What constitutes a university lecture? Typically, professors are stationed at the front of the classroom, armed with their notes and possibly a slideshow. Students are planted firmly in their seats, scribbling away as they listen to their professor.
Barske reaffirmed that just because a professor does not touch on a single aspect of their lesson plan, their lesson is not compromised. Students will still be able to grasp the overarching concepts of the class. She also noted that time restrictions can also impede the progress of planned lessons. In light of the new General Degree Requirements (GDR), professors of different departments around the University of Wisconsin-Stevens Point are reevaluating how this information is taught.
Barske said that the new GDRs are being structured with intended learning goals, laying out the skills and knowledge they want students to leave with. These skills include things like working in a group, effective note taking and critical thinking.
In order to mix up the standard lecture style, Barske utilizes a method of instruction called “embodied learning.” Embodied learning is a way for students to “do” the subject matter they will be studying, instead of simply remembering and regurgitating facts, names, dates and other such material.
“We need to redefine how we see knowledge,” Barske said. “We also need to reclaim the idea that we are dynamic complete human beings and that learning does not just take place in the mind.”
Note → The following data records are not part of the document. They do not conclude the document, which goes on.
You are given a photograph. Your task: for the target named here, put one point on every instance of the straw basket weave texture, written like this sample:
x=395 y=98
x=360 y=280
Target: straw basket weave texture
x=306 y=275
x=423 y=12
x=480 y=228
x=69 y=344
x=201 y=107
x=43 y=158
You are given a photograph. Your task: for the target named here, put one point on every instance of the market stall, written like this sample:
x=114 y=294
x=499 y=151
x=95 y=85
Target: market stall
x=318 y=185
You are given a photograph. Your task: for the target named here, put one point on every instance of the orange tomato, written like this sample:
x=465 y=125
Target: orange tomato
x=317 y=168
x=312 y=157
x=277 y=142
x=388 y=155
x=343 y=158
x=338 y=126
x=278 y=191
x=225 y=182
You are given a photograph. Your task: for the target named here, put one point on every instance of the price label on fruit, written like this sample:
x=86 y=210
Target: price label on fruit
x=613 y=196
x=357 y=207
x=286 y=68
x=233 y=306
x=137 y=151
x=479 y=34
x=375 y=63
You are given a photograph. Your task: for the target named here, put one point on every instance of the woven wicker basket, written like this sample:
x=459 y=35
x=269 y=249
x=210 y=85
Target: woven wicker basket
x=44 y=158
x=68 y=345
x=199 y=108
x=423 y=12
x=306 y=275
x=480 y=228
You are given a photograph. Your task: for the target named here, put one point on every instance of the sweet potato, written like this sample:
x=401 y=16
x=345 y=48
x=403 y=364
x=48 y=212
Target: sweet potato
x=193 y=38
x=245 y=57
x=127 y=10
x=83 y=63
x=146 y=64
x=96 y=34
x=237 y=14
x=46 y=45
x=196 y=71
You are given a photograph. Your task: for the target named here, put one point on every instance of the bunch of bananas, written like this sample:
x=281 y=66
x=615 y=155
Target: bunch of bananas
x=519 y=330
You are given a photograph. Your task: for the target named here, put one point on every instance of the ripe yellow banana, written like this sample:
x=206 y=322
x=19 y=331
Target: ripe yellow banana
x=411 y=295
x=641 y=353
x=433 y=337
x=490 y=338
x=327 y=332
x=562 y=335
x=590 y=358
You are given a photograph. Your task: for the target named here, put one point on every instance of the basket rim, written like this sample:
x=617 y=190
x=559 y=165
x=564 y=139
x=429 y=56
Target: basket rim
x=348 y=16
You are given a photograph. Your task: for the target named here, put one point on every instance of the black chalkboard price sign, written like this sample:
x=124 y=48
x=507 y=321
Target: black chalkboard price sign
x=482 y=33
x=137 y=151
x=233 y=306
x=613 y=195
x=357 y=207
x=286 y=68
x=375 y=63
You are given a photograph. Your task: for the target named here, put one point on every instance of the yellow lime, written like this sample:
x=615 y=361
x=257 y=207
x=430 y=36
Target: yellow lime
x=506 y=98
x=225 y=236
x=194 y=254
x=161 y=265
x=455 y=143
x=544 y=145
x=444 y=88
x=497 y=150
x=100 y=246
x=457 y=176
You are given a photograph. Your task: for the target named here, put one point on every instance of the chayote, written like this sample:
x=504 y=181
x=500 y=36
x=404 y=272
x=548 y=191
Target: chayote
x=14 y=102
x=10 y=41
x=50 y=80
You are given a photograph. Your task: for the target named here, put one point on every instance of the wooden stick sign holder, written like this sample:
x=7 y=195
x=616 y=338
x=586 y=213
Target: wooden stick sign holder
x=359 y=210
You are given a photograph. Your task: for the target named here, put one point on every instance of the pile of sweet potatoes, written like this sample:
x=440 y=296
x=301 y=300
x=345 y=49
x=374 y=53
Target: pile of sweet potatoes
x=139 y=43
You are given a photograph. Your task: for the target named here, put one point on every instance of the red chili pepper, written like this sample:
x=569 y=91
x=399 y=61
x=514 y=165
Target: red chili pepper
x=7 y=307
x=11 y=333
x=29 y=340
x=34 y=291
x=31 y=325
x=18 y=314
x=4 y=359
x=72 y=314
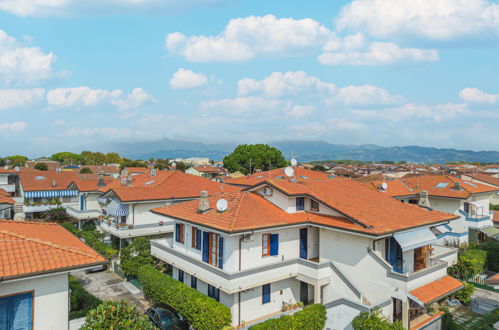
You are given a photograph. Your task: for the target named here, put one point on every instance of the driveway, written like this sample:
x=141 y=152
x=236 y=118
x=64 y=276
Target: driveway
x=109 y=286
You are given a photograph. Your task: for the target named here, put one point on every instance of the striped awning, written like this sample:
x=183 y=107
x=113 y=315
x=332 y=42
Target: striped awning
x=117 y=209
x=50 y=193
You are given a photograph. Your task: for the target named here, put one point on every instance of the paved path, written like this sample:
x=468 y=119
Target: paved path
x=109 y=286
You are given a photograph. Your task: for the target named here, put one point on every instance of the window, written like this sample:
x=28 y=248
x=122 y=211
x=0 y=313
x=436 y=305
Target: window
x=300 y=203
x=16 y=311
x=314 y=206
x=179 y=233
x=265 y=293
x=196 y=238
x=213 y=292
x=270 y=244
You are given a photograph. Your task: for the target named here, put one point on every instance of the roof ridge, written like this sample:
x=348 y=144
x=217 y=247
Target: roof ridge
x=39 y=241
Embodied learning can also allow access to tough topics to teach, such as slavery and oppression in world history. Some students would appreciate this change of pace and increased involvement.
“I’d like professors to get students more involved, either with activities or projects,” said junior Jordan Gust.
Being honest, Gust said that lectures are fairly boring, especially if the professor is monotone. He said he is more of a hands-on and visual learner, and that typical lectures do not cater to his learning style.
“There are some lectures I do like, but it has to be something I enjoy,” Gust said.
Barske made it clear that she was not criticizing the teaching methods of he colleagues.
“I’m not pointing fingers at other people’s pedagogies, but I am trying to spark a small revolution,” she clarified.
Michael Wesch has created a short Youtube video, “A Vision of Students Today,” in which 200 students from Kansas State University commented online and surveyed themselves about what it is like being a student. Many students in this short documentary briefly explain what their own personal experiences are as students. At the end of the video, words appear on the screen saying: “Some have suggested that technology can save us…some have suggested that technology alone can save us.” Barske shows this video to her class during the first few days of class to help explain her teaching methods.
Often the first impulse when talking about revolutionizing education is to turn to technology. In Barske’s opinion, this is not an effective solution.
“We have to know how to interact with each other,” she said. “Technology is useful, but I’m worried about people not communicating with one another.”
In her History 102 class, Barske tries to promote a sense of community, often assigning small group tasks and readings. As the final project for that class, she will have students come up with their own opinions and political positions on the events of Okinawa, and then act them out.